Google Cloud MAJOR
Global: Some Cloud Monitoring metric calculations are delayed or missing for multiple Cloud Services
October 13, 2021 · 01:25 PM UTC – 06:50 PM UTC · Duration: 5h 25min
Affected Services
OperationsGoogle Cloud Pub/SubGoogle App EngineGoogle Cloud BigtableCloud Monitoring
Timeline
03:42 PM
We apologize for the inconvenience this service disruption/outage may have caused. We would like to provide some information about this incident below. Please note, this information is based on our best knowledge at the time of posting and is subject to change as our investigation continues. If you have experienced impact outside of what is listed below, please reach out to Google Support by opening a case using https://cloud.google.com/support
(All Times US/Pacific)
Incident Start: 13 October 2021 05:25
Incident End: 13 October 2021 10:50
Duration: 5 hours, 25 minutes
Affected Services and Features:
Cloud Monitoring
Regions/Zones: Global
Description:
Google Cloud Monitoring experienced degraded monitoring data availability globally for a duration of 5 hours and 25 minutes.
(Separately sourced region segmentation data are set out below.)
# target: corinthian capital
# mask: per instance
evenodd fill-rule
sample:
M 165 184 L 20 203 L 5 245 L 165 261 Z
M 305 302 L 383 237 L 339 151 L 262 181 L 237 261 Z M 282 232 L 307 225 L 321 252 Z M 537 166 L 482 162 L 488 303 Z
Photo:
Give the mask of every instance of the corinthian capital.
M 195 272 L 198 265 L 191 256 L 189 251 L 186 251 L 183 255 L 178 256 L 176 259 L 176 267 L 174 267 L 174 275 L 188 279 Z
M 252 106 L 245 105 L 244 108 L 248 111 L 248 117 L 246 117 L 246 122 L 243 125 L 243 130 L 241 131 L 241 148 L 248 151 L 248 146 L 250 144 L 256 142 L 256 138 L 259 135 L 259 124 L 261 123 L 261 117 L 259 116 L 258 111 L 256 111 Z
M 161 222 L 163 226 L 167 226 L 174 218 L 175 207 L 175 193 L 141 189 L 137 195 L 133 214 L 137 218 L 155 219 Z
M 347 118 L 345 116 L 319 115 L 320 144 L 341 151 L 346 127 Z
During the disruption, impacted customers would have experienced missing monitoring metric data and missed monitoring alerts. The root cause was identified as a failed configuration on a standby task. A leadership change caused an unhealthy task to take over. The issue was mitigated by restarting the leader which allowed a healthy task to take back control which restored the service.
Customer Impact:
Missing data for some monitoring metrics
Missed monitoring alerts
07:33 PM
The issue with Cloud Monitoring has been resolved for all affected projects as of Wednesday, 2021-10-13 11:21 US/Pacific.
We thank you for your patience while we worked on resolving the issue.
07:04 PM
Summary: Global: Some Cloud Monitoring metric calculations are delayed or missing for multiple Cloud Services
Description: Mitigation work is currently underway by our engineering team, as we believe we have identified the root cause.
We will provide more information by Wednesday, 2021-10-13 13:00 US/Pacific.
Diagnosis: Affected customers may notice services such as Google Bigtable, Cloud Pub/Sub, and App Engine Flexible not exporting metrics to Cloud Monitoring. Additional services with monitoring data that is aggregated by location may also be impacted. Configured alerts based on affected metrics may get incorrect alert signals based on the alert definition.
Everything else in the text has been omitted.